-Yesterday I met up with Emi at the beer garden in Williamsburg. I have never seen so many toddlers running amok in my life. Is a bar really a safe place for a youngster? We all know how painful it can be when a wine bottle falls on an adult’s foot, (or just mine), imagine the pain it can bring to a two year old!!! Well, I suppose it is not so strange for toddlers to be at a bar. When they walk they kinda look like drunk people.

-So over La choufes and bratwurst, I learned about the the astrological phenomena known as Saturn Returns. I guess it takes 29 years for Saturn to complete its cycle in your birth chart. It’s supposed to be a major transition time that involves endings and new beginnings and commences your period of adulthood. This can explain why so many of my friends are applying to grad school, moving, changing jobs, and becoming republicans.

-My apps are due at the end of this week and I can finally stop agonizing over them. If I don’t get into grad school, I’m going to kill myself. Hahahahahaha…ha.

-I know, I know, no one likes suicide jokes on a Monday morning. They’re more of a Friday evening/happy hour thing.
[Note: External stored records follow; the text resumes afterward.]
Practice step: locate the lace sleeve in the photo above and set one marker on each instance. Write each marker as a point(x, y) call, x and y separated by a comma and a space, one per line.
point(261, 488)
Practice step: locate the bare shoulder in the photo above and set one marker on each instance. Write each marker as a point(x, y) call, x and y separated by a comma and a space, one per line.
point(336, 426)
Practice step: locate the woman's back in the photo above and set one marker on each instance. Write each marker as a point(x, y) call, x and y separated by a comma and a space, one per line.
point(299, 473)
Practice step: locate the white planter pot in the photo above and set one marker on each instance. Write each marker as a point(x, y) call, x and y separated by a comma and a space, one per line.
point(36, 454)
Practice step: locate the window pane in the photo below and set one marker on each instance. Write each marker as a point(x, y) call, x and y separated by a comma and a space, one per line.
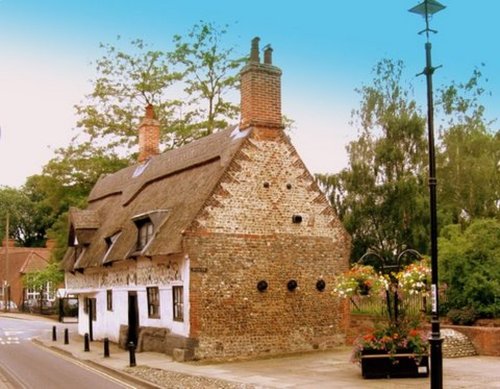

-I stayed home on Saturday and rented the Sex and the City movie. I thought it was moving…my bowels.*

-I go to this hair stylist that I really like but I think she talks too much. So when she’s cutting my hair, I close my eyes and pretend I’m sleeping so I don’t have to engage in a conversation. She must think I’m either narcoleptic or just meditating.

-Did you know that women in their late twenties go through a second puberty? Yes, it coincides with the return of saturn! This explains why I developed hips over the past year. I have birthing hips! My body is literally telling me that I’m ready to produce children!